Sysdig is making a case for a CNAPP that extends from the platform it originally created to protect runtimes. The company is now extending that platform to add a range of detection capabilities that previously would have required a separate cloud security posture management (CSPM) platform.
CNAPPs have emerged as a vehicle for consolidating multiple point products into a single framework that is simpler to centrally manage. In addition to reducing the number of tools that need to be licensed, the goal is to make it easier for smaller teams of cybersecurity professionals to manage a wider range of processes and reduce the total cost of cybersecurity.

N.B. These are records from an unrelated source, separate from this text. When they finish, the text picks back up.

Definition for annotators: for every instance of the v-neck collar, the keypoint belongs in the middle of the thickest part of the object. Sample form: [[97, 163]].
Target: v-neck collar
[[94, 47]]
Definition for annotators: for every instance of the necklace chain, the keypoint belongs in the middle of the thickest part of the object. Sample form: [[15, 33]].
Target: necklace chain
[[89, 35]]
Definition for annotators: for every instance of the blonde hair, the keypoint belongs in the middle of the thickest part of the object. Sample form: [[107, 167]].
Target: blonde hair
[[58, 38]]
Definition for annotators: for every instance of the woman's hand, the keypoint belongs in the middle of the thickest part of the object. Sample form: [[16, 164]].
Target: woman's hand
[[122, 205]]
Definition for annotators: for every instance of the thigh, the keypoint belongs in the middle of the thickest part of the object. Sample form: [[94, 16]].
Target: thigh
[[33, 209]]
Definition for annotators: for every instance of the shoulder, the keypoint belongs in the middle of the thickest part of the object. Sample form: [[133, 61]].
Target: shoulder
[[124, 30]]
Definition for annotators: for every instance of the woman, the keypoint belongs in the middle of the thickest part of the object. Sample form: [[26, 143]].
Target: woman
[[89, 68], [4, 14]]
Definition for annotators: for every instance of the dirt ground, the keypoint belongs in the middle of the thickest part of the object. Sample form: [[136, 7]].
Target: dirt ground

There is, of course, already no shortage of CNAPPs, but it’s not clear whether organizations are embracing these platforms in place of their existing legacy tools. However, the need to take advantage of machine learning algorithms and other forms of artificial intelligence (AI) to combat threats is likely to soon force a transition to a CNAPP that can aggregate enough data to train an AI model.
Each organization will naturally have to decide how quickly that transition should be made, but cybersecurity threats continuously evolve. The defenses that organizations put in place several years ago may not be as effective as a modern platform that addresses a wider range of threats. The challenge is that many organizations become overly attached to legacy platforms that are now being either bypassed or evaded as the threats and techniques used by cybercriminals evolve. The only thing that remains to be seen is how soon any given cybersecurity team is going to reach that conclusion.